Welcome to 31 Days of Horror Comics, where I will spotlight some of the best horror comics around, as chosen by a bunch of my favorite horror comic writers and artists around!

Today's creator is Phil Hester, who has been delivering outstanding horror in comics for over two decades, from his classic run on Swamp Thing with Mark Millar...

to his brand-new series, Family Tree, with Jeff Lemire, due out next month...

Being a Swamp Thing alum, Phil naturally recommended some classic Swamp Thing, but he also recommended Charles Burns' Black Hole. As Phil explained, "The startling imagery is so rich and pleasing to the eye that once you realize it's luring you into the witch's oven, it's too late. You'll probably never find such perfect realization of mundane verisimilitude subverted by waves of discordant absurdity outside of your own nightmares." Beautifully explained, Phil!

The set-up of Charles Burns' Black Hole is so wonderfully simple. A sexual trasmitted disease being spread among teens in the Seattle area in the mid 1970s is literally turning afflicted teens into monsters...well, at least mutated versions of themselves (as some of the mutations are fairly easy to conceal, as we shall see in a moment).

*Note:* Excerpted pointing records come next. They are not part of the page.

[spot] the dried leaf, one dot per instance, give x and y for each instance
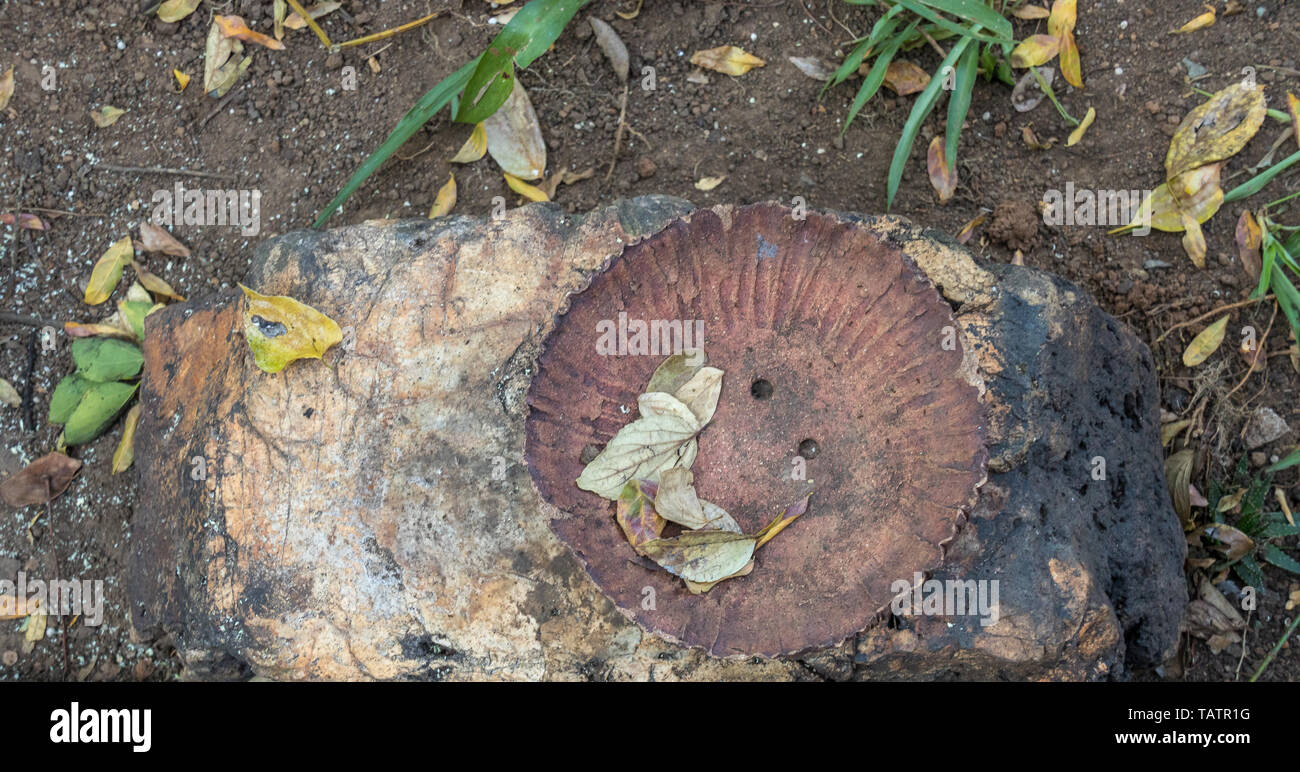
(29, 486)
(515, 138)
(446, 199)
(234, 26)
(473, 148)
(157, 239)
(728, 60)
(173, 11)
(702, 555)
(943, 177)
(636, 514)
(1200, 22)
(612, 47)
(640, 450)
(1205, 343)
(1035, 50)
(8, 394)
(1082, 128)
(281, 329)
(1217, 129)
(125, 452)
(108, 270)
(105, 116)
(529, 191)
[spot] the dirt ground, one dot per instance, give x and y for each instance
(291, 131)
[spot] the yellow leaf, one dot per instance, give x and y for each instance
(728, 60)
(528, 191)
(173, 11)
(281, 329)
(943, 178)
(1061, 20)
(473, 148)
(108, 270)
(125, 452)
(446, 198)
(105, 116)
(1216, 129)
(234, 26)
(5, 89)
(1082, 128)
(1035, 50)
(1200, 22)
(1205, 343)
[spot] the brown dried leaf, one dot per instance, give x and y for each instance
(29, 486)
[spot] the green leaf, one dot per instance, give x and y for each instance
(1274, 555)
(95, 412)
(524, 38)
(919, 112)
(107, 359)
(960, 102)
(64, 400)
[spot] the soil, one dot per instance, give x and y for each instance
(294, 133)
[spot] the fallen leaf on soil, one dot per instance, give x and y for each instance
(157, 239)
(108, 270)
(29, 485)
(234, 26)
(1249, 239)
(1082, 128)
(473, 148)
(943, 177)
(529, 191)
(280, 330)
(1217, 129)
(728, 60)
(105, 116)
(1205, 343)
(612, 47)
(446, 199)
(515, 138)
(297, 22)
(1200, 22)
(173, 11)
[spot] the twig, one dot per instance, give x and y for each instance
(161, 170)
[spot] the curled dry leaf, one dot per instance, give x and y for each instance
(234, 26)
(943, 177)
(1082, 128)
(281, 329)
(105, 116)
(473, 148)
(1217, 129)
(728, 60)
(1205, 343)
(157, 239)
(612, 47)
(515, 138)
(446, 198)
(125, 452)
(29, 486)
(108, 270)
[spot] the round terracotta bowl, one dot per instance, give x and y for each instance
(828, 335)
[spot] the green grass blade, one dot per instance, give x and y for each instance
(919, 112)
(417, 116)
(960, 102)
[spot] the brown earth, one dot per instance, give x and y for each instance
(293, 133)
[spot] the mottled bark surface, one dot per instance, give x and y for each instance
(369, 516)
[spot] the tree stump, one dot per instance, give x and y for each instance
(372, 515)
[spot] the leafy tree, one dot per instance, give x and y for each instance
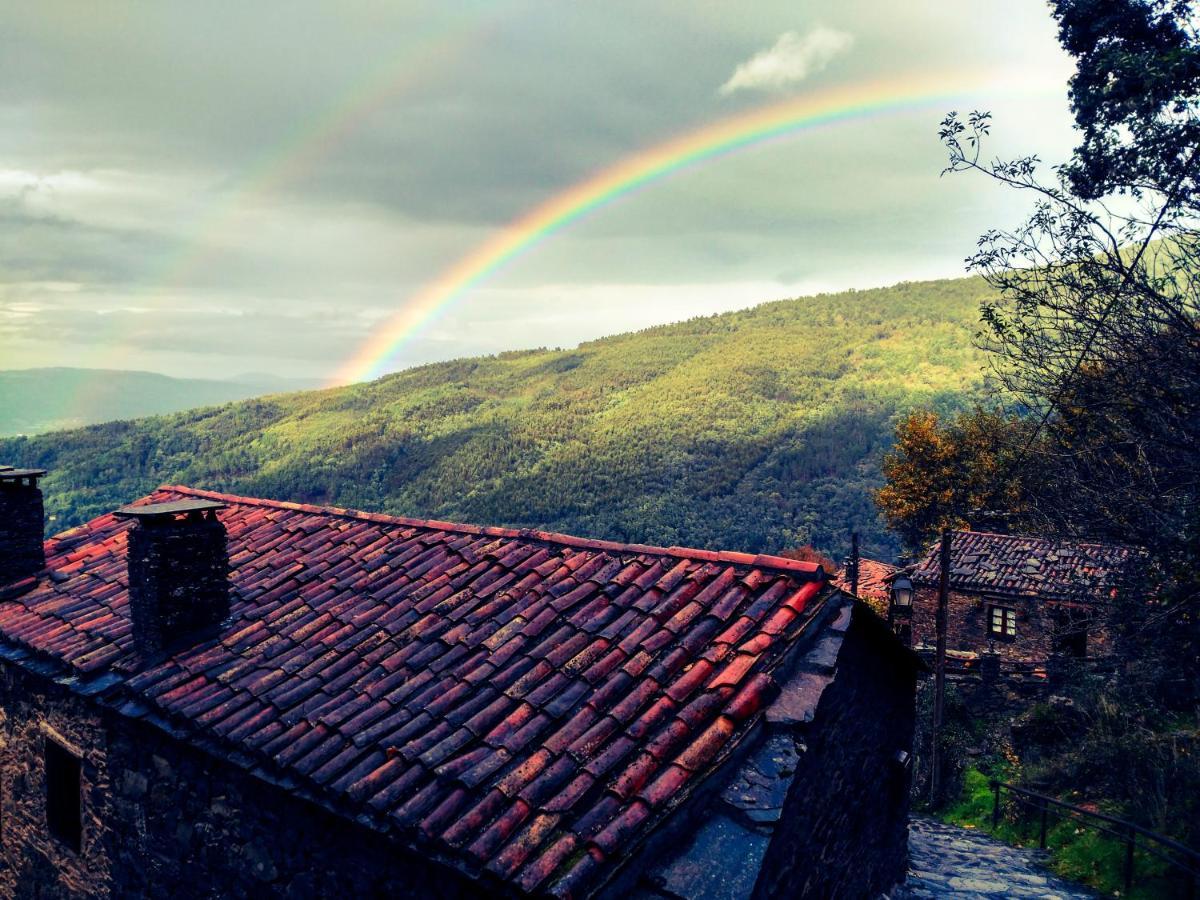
(948, 472)
(1093, 347)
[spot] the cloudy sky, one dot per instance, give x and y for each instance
(227, 187)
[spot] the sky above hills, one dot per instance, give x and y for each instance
(209, 189)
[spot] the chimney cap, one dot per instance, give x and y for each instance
(165, 510)
(7, 473)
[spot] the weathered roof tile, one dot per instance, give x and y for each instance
(521, 700)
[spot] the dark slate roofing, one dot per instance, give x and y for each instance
(1020, 565)
(874, 580)
(522, 706)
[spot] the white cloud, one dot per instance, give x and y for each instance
(790, 61)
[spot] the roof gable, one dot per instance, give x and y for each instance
(521, 705)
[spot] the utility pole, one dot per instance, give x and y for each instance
(943, 595)
(853, 563)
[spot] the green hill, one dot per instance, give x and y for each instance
(755, 430)
(37, 400)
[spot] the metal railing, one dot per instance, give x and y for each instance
(1176, 855)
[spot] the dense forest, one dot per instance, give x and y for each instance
(757, 430)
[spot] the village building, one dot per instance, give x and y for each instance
(1018, 599)
(871, 582)
(207, 695)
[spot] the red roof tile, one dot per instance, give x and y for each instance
(1027, 567)
(528, 702)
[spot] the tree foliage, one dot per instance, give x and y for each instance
(943, 472)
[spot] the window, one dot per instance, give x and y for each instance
(1002, 623)
(63, 802)
(1072, 643)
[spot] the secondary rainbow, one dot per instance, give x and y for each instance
(727, 136)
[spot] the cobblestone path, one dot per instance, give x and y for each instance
(945, 861)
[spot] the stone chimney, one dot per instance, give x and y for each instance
(21, 525)
(179, 573)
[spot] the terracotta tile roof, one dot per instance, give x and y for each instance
(874, 580)
(1027, 567)
(520, 705)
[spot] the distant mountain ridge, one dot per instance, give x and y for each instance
(39, 400)
(755, 430)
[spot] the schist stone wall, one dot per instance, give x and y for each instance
(161, 820)
(821, 785)
(850, 798)
(1041, 624)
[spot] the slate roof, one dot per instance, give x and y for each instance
(522, 706)
(1020, 565)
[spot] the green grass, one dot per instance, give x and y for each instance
(1078, 852)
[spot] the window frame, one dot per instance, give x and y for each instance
(1007, 630)
(63, 773)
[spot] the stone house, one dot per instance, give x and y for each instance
(1025, 599)
(208, 696)
(873, 583)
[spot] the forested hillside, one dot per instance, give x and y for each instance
(755, 430)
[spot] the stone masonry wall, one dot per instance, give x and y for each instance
(162, 820)
(36, 864)
(846, 816)
(966, 628)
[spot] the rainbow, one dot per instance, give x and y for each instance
(420, 57)
(729, 136)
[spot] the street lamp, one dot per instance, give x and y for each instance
(901, 592)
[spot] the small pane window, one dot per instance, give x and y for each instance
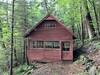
(34, 44)
(66, 46)
(46, 44)
(56, 44)
(49, 25)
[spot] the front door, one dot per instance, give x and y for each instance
(65, 47)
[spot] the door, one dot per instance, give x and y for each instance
(65, 49)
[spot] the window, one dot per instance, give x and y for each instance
(49, 24)
(34, 44)
(46, 44)
(66, 46)
(56, 44)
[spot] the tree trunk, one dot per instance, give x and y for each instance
(96, 16)
(12, 30)
(91, 29)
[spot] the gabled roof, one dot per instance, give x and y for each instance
(47, 17)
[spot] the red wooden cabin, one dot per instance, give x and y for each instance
(49, 41)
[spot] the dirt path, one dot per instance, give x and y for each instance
(58, 69)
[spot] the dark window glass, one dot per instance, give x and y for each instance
(34, 44)
(46, 44)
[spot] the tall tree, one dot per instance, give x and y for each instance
(91, 29)
(12, 42)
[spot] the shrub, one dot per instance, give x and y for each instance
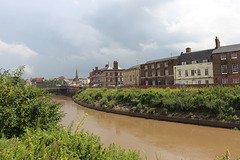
(24, 107)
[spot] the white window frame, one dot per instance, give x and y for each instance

There are a few main characters in the book, but Chris is probably the most prominent of the cast. Here, we see her hook up with a popular kid and Burns absolutely nails the sort of horny awkwardness of these sort of fumbling teenage sexual encounters, but during it, things take a turn when Chris notices something unusual...

Yep, he has "The Bug" and Chris contracts it, as well, which manifests itself when she's out with a bunch of other teens...

That sets up the main theme of the work, about how these mutations lead to the teens being ostracised and how this takes the implicit horrors of growing into an adult and turns them into literal horrors.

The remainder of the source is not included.